Now I know I'm going to be accused of being soft on paedophiles (see Chris Langham post) but aren't we going a bit insane here? I remember several teachers with questionable sexual intentions when I was growing up. Can't recall any great harm coming to anyone, though.

You might remember the case of Nick Fulwood, at one time the British number two tennis player, who was banned from coaching under-18s last year because he'd slept in the same room as a 14-year-old girl. This was, incidentally, at the request of the girl's parents and, presumably, accepted by the girl herself. They never shared a bed. No evidence was ever produced of any assault or other offence. But it was "inappropriate" behaviour, so that's that then.

British education (and British tennis for that matter) is dying in a ditch partly because there aren't enough decent teachers to go round. If you apply the safety-first attitude that we've got at the moment, you won't have any child abuse, because no teacher will be allowed to come within 20 yards of any child. Lessons will be conducted by loudhailer.

God, I nearly said something along the lines of "political correctness gone mad". Shoot me.

Tuesday, January 10, 2006

Celebrity lesbian hardware

From Jeanette Winterson's blog:

"I am so glad of my G4 laptop while I am travelling; not because I can work, but because it keeps my knees warm when I am wearing a skirt."

In Bangkok, of course, this is not an issue. But I am glad of my G4 laptop because lugging around anything heavier in this heat is physically impossible.

Thursday, January 05, 2006

Nicely put

Richard D. Lewis, author of When Cultures Collide (pub Nicholas Brealey, Boston, 2006) on doing business with Americans.

"You have a lot of cards up your sleeve.
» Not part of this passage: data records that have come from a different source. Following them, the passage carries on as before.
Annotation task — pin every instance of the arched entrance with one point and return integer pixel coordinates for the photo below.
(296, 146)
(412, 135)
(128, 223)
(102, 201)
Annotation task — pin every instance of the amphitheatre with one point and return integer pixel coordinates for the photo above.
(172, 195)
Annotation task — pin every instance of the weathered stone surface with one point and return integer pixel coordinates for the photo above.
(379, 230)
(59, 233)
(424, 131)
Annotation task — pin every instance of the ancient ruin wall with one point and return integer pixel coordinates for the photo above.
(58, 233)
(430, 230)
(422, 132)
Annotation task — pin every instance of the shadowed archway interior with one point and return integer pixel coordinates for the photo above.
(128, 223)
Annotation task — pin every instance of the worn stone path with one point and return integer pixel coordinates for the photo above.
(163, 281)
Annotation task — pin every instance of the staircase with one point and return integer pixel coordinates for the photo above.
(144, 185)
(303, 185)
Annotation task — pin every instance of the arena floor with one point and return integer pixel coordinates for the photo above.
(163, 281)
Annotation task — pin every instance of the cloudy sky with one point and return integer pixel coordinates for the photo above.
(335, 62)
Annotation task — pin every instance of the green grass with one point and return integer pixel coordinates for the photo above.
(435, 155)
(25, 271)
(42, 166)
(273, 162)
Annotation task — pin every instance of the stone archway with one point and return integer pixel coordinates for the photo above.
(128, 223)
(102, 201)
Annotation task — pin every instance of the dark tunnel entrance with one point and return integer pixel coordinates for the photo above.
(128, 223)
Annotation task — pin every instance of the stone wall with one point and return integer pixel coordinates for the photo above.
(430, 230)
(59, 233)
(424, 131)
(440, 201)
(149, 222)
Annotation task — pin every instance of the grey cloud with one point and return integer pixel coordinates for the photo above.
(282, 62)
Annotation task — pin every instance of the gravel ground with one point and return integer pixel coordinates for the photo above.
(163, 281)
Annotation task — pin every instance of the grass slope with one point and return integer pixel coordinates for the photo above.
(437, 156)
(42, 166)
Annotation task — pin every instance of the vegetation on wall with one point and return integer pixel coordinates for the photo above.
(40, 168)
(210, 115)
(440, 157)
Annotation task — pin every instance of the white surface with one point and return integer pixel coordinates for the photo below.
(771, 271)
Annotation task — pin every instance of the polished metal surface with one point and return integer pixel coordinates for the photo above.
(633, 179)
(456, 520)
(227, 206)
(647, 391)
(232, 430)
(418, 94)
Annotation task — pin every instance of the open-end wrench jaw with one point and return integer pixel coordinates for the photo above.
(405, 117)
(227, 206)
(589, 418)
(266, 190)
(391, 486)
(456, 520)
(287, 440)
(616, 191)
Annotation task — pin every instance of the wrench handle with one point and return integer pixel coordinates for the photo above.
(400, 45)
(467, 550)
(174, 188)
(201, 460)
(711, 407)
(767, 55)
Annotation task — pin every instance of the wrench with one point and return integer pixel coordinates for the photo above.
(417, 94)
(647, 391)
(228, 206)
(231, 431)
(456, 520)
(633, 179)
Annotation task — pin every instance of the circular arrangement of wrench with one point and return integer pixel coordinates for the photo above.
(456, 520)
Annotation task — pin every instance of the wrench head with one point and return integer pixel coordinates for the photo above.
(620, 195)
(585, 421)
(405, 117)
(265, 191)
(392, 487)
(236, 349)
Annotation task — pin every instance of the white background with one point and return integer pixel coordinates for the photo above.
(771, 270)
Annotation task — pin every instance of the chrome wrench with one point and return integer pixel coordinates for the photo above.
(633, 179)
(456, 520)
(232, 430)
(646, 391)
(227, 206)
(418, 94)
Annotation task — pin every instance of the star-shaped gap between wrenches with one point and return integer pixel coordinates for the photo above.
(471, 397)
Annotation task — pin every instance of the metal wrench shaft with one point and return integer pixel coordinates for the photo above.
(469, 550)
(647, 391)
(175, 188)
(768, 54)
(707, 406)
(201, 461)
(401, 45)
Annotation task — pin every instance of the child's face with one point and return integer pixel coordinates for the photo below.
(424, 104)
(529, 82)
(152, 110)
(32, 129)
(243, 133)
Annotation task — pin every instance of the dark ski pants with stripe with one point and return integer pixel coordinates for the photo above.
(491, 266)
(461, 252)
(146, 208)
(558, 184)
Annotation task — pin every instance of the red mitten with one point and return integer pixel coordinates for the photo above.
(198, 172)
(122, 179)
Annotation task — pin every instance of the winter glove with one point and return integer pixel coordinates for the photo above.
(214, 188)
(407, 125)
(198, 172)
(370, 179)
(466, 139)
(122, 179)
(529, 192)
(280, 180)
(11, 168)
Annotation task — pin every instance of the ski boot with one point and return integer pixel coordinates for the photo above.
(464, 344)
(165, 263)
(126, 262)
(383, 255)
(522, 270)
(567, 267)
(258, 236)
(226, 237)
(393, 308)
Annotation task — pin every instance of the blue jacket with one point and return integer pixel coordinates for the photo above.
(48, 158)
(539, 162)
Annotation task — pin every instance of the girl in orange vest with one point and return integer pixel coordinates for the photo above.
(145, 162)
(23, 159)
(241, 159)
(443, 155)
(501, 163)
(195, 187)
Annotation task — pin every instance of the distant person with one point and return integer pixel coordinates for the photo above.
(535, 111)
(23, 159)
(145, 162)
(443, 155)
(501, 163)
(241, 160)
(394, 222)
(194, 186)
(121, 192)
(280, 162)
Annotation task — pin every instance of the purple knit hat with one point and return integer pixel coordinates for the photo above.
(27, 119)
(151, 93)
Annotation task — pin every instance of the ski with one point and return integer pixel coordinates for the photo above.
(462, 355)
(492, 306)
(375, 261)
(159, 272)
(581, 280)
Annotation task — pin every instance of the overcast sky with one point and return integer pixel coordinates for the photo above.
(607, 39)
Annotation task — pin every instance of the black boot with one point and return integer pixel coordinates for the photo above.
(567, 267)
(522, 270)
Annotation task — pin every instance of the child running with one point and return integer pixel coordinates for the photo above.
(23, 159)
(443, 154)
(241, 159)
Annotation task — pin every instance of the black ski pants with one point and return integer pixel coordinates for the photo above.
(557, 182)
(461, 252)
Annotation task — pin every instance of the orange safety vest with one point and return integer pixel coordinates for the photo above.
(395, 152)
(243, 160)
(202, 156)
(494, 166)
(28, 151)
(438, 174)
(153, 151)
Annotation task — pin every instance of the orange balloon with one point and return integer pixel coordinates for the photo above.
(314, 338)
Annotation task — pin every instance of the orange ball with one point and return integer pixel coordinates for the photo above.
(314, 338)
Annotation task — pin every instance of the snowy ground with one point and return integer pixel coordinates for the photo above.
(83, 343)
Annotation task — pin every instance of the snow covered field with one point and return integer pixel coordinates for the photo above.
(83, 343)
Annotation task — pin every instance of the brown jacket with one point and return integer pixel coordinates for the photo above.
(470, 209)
You know a lot more about Americans and their country than they know about you and yours. Many Americans think Finland is in Canada and confuse Lapps with Inuits."

Sunday, January 01, 2006

Fat fingers and other body parts

Keying in the URL of this blog from a strange computer, my finger slipped, and I found myself asked if I wanted to find an "ebony lover". If you're interested, what I keyed was http://culturalsnow.glogspot.com

How the hell did that happen? I don't get it. Once again, it feels like technology is running away with me. I think I'm the only person I know whose phone can't take photos, play music or cure cancer.